Seperti petasan, balapan liar, takjil dan kumandang adzan magrib yang tenar betul di bulan puasa. Atau seperti selebriti K-Pop yang identik dengan cowok atau cewek cakep dengan kulit bersih, tubuh proporsional dan tinggi semampai, muka oplas, mata besar dan berponi, lebaran juga punya hal yang sama identiknya dengan semua itu, selain tentunya, sumber pembaruan barang bagi yang merayakan.

Dalam hal ini: Makanan lebaran.

Sayangnya, bagi sebagian besar orang, ragam makanan lebaran ini ibarat kentut—disukai sekaligus dibenci.

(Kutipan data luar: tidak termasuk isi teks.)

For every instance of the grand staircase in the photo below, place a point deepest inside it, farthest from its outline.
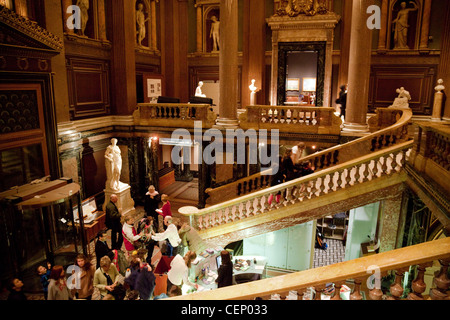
(350, 175)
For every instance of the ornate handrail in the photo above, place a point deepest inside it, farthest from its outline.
(395, 133)
(319, 120)
(420, 255)
(175, 115)
(380, 164)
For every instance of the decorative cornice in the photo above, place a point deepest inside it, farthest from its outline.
(30, 28)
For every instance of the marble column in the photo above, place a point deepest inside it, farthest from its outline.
(444, 63)
(65, 5)
(383, 31)
(123, 66)
(253, 53)
(425, 25)
(154, 40)
(228, 64)
(359, 69)
(345, 45)
(59, 72)
(199, 30)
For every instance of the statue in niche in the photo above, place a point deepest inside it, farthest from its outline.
(214, 33)
(401, 26)
(198, 91)
(113, 164)
(140, 21)
(402, 99)
(84, 15)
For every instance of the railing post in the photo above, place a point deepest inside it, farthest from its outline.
(441, 281)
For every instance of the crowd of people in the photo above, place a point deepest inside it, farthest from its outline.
(124, 270)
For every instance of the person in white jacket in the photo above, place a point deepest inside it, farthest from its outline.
(179, 271)
(171, 234)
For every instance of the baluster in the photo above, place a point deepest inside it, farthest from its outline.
(337, 290)
(356, 294)
(250, 208)
(396, 288)
(229, 214)
(441, 281)
(223, 217)
(418, 286)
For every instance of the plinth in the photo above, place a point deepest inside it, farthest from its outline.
(125, 202)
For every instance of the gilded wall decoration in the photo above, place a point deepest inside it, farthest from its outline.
(294, 8)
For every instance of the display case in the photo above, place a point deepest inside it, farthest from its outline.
(37, 225)
(334, 226)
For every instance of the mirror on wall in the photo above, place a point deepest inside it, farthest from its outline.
(301, 68)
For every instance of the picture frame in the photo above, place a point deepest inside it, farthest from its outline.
(153, 87)
(292, 84)
(309, 84)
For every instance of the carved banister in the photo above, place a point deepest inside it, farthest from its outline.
(175, 115)
(334, 155)
(336, 273)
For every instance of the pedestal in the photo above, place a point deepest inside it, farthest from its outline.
(125, 202)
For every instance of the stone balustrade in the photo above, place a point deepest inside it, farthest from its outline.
(377, 166)
(175, 115)
(431, 152)
(319, 120)
(392, 127)
(362, 275)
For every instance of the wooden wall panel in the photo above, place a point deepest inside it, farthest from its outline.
(418, 80)
(88, 82)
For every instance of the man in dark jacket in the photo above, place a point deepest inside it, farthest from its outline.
(112, 221)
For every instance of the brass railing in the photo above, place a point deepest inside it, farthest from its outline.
(364, 273)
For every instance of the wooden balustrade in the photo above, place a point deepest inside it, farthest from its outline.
(395, 133)
(357, 270)
(379, 164)
(431, 152)
(175, 115)
(318, 120)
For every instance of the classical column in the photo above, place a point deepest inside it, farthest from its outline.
(199, 28)
(65, 5)
(359, 69)
(253, 55)
(345, 45)
(228, 64)
(383, 30)
(123, 69)
(438, 100)
(154, 43)
(425, 25)
(444, 63)
(59, 72)
(101, 20)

Kalau kentut disukai karena itu satu-satunya pelepasan setara orgasme untuk penyembuhan orang yang masuk angin dan dibenci karena baunya. Hari lebaran disukai karena melimpahnya stok makanan lezat dan keanekaragamannya, tapi dibenci sebab kesemua makanan tersebut sedemikian cepat dapat menambah berat badan dan memperlebar lingkar pinggul yang tadinya 82 cm jadi 92 cm.

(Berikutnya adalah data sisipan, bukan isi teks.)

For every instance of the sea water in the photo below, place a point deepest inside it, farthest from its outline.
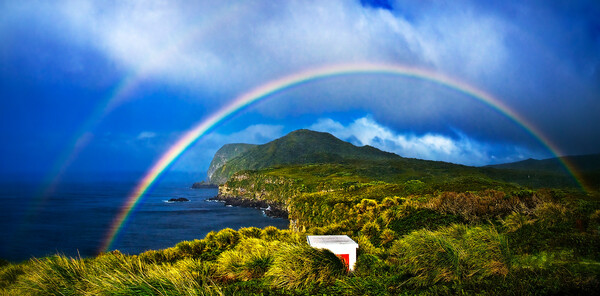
(74, 219)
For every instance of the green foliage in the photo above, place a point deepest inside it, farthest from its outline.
(297, 266)
(250, 259)
(457, 253)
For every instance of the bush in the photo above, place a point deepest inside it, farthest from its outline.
(298, 266)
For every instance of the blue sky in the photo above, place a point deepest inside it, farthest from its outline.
(61, 62)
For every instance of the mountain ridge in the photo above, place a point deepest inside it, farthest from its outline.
(298, 147)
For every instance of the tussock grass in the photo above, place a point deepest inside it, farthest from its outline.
(297, 266)
(250, 259)
(457, 253)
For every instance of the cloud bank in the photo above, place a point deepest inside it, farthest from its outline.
(458, 149)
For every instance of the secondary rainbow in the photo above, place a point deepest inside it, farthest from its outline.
(275, 86)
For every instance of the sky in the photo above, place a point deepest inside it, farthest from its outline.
(99, 87)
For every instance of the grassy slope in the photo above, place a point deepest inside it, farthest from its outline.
(423, 227)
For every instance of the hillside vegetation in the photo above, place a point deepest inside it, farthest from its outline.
(423, 227)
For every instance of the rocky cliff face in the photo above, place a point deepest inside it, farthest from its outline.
(224, 154)
(298, 147)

Bagi para manusia paruh baya dan lansia, segala makanan yang berlemak (dan bersantan) khas lebaran itu kancrut betul. Seperti mengaktifkan bom waktu yang bisa memperpendek usia walau sudah tai chi tiap pagi. Uang habis karena pengobatan dan perawatan di rumah sakit akibat kolestrol, stroke, diabetes, asam urat naik, atau penyakit jantung yang seringnya bikin kaget.

Para wanita pun, terlebih yang sedang diet ketat, mengharamkan benar makanan bersantan dan daging berlemak, dan lebih sibuk mengunyah tisu atau sayuran hambar tanpa rasa. Setali tiga uang pula dengan para pria yang hobinya kelayaban di gym dengan kutang dan bulu ketiak ke mana-mana, juga anti dengan makanan macam itu.

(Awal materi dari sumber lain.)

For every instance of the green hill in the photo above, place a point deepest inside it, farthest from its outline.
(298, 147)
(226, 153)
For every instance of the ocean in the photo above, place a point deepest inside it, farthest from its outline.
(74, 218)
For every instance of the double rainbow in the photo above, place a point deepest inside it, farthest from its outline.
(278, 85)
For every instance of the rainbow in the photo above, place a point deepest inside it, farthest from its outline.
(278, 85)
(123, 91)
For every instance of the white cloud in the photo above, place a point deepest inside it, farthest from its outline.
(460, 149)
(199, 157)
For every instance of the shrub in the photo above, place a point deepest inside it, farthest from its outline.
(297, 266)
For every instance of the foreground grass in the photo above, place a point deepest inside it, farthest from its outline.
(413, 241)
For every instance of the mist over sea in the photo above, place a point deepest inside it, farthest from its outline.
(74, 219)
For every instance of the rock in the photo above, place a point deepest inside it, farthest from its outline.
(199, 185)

Tengok saja makanannya: ketupat, rendang, opor ayam, segala jenis soto (campuran daging, jeroan, kikil, paru, hati dan usus), sambal goreng ati campur kentang dan lontong sayur. Bersanding pula dengan kue kering; dari nastar, segala jenis olahan kacang-kacangan, sampai cookies. Belum lagi ditutup dengan sirup atau soda-sodaan yang manisnya tak ketulungan.

Siapa coba yang tidak ngeces air liurnya kalau disuguhi makanan dan minuman macam begitu?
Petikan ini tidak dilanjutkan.